What to measure week one
- Activation rate by signup week (PostHog funnel: signup → key action within 24h).
- Week-2 retention by segment (free vs trial vs paid, and by acquisition channel).
- NPS by cohort (Formbricks → PostHog, segmented by plan + tenure).
- Lifecycle email opens by stage (Listmonk / Resend dashboards).
- At-risk account count (CSM agent flags; review weekly with the human CSMs).
If any of those five numbers does not exist in your dashboard by end of week one, fix that before installing tool #6.
10 recursos listos para instalar
Preguntas frecuentes
Where do I start if I have zero analytics today?

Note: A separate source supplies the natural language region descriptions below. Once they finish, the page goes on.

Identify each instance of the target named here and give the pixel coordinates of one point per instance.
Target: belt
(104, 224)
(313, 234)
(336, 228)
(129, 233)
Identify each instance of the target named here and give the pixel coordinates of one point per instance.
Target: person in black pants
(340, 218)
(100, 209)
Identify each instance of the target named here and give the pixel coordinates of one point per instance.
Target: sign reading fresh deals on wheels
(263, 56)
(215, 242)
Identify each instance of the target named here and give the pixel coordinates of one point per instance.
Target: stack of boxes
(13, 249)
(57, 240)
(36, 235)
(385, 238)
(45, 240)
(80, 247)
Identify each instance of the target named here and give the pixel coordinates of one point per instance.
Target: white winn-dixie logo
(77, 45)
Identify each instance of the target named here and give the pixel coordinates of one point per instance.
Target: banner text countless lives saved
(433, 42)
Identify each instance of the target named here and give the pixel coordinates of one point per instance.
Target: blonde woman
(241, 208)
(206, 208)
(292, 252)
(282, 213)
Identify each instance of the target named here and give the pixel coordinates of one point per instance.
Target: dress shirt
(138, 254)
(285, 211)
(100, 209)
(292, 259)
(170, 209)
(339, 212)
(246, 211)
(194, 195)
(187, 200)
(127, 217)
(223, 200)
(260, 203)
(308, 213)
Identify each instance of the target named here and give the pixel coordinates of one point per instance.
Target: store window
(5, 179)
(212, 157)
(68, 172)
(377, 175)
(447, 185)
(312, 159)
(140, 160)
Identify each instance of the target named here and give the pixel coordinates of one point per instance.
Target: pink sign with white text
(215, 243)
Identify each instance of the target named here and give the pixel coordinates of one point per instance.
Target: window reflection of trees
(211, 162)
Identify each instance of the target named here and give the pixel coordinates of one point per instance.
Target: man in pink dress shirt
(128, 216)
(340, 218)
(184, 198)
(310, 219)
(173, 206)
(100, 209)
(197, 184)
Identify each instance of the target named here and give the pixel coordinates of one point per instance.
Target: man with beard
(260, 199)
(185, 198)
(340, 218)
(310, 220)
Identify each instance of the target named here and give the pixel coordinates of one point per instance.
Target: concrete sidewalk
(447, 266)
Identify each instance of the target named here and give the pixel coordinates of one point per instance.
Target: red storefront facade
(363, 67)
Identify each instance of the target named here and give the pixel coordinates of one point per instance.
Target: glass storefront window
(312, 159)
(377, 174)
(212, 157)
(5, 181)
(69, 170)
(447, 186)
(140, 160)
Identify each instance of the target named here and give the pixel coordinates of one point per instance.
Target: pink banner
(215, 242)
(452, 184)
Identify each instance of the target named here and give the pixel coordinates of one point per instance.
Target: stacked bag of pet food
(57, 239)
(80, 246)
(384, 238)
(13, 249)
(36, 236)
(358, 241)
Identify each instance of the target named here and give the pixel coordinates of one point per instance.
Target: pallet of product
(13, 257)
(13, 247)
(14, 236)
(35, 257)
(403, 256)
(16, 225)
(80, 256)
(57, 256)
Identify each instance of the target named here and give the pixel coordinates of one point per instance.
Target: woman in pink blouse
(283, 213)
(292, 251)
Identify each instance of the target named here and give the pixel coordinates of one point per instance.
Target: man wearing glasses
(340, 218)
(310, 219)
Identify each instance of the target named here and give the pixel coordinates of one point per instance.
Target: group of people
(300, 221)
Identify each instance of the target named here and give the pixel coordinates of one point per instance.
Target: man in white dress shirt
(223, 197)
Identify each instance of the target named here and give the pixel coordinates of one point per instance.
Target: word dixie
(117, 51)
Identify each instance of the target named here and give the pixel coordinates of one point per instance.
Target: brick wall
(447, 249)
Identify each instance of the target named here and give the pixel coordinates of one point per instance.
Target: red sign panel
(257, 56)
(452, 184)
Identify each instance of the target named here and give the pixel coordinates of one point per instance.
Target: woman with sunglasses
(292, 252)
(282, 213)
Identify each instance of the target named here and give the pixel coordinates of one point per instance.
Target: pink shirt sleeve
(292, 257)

PostHog (#1615). Get the JS snippet on the marketing site and the SDK in the app on day one. Verify that signup and the single most important activation event are firing before you touch anything else in this pack. Without those two events instrumented, every other tool here is decorating an empty room.

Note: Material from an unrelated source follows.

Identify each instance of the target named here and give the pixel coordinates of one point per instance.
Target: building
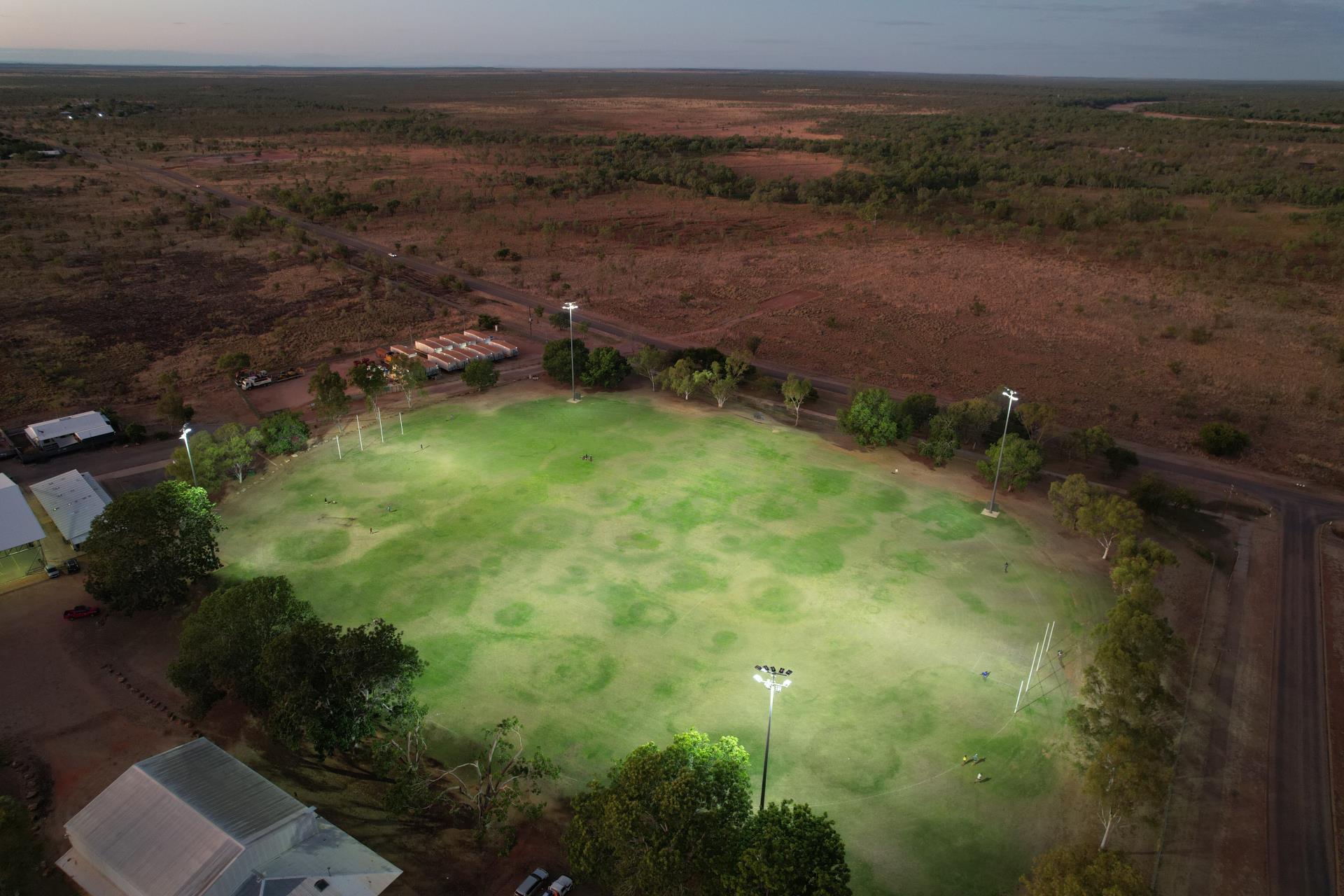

Is this only for product-led SaaS, or does it work for sales-led too?
Both, but the weighting changes. Product-led leans hard on PostHog + GrowthBook + Intro.js (the activation funnel is the whole game). Sales-led leans on Mautic + the Customer Success Manager agent + Formbricks NPS (the deal is closed, now keep them). The middle five tools serve both.

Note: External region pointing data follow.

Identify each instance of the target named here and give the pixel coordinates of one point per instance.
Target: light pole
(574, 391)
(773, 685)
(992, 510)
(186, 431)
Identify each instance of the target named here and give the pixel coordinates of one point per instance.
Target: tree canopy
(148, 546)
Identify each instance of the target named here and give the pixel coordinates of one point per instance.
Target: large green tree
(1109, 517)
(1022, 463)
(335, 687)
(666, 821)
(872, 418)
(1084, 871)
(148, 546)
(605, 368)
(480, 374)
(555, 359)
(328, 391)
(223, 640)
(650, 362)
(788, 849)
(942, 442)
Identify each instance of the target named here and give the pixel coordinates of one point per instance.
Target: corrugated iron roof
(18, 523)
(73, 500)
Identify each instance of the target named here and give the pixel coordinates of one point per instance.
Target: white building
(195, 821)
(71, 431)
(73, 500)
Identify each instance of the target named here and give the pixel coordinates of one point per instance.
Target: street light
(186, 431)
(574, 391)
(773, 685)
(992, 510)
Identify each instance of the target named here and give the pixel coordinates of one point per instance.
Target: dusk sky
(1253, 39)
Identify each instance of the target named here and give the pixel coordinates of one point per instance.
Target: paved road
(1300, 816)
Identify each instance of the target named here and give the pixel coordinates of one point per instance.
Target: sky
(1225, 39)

Can a SaaS team really self-host all of this?
Yes, technically. PostHog, GrowthBook, Listmonk, Formbricks, and Mautic all self-host. In practice, most teams under 30 people run PostHog Cloud and Resend, and self-host the rest. The hard parts are email deliverability (subdomain warming, SPF/DKIM/DMARC) and PostHog's ClickHouse scaling — those are the two places to consider managed first.
How does the Customer Success Manager agent actually predict churn?
It is not a black-box ML model — it is a Claude Code skill that reads usage events (last login, key-action frequency, feature adoption breadth), open support tickets, NPS responses, and recent feature-flag exposures, then drafts a short brief: which accounts dropped below their own baseline, what changed, suggested next touch. The human CSM decides what to send. The value is the synthesis, not the prediction.
Does any of this work without the agent layer?
All of it. The Claude Code agent skill (#4298) and MCP integrations (Resend, PostHog) are accelerators, not requirements. Many teams run this exact stack manually for years. The agent layer matters most once you cross ~500 active customers and a human cannot scan every dashboard every week.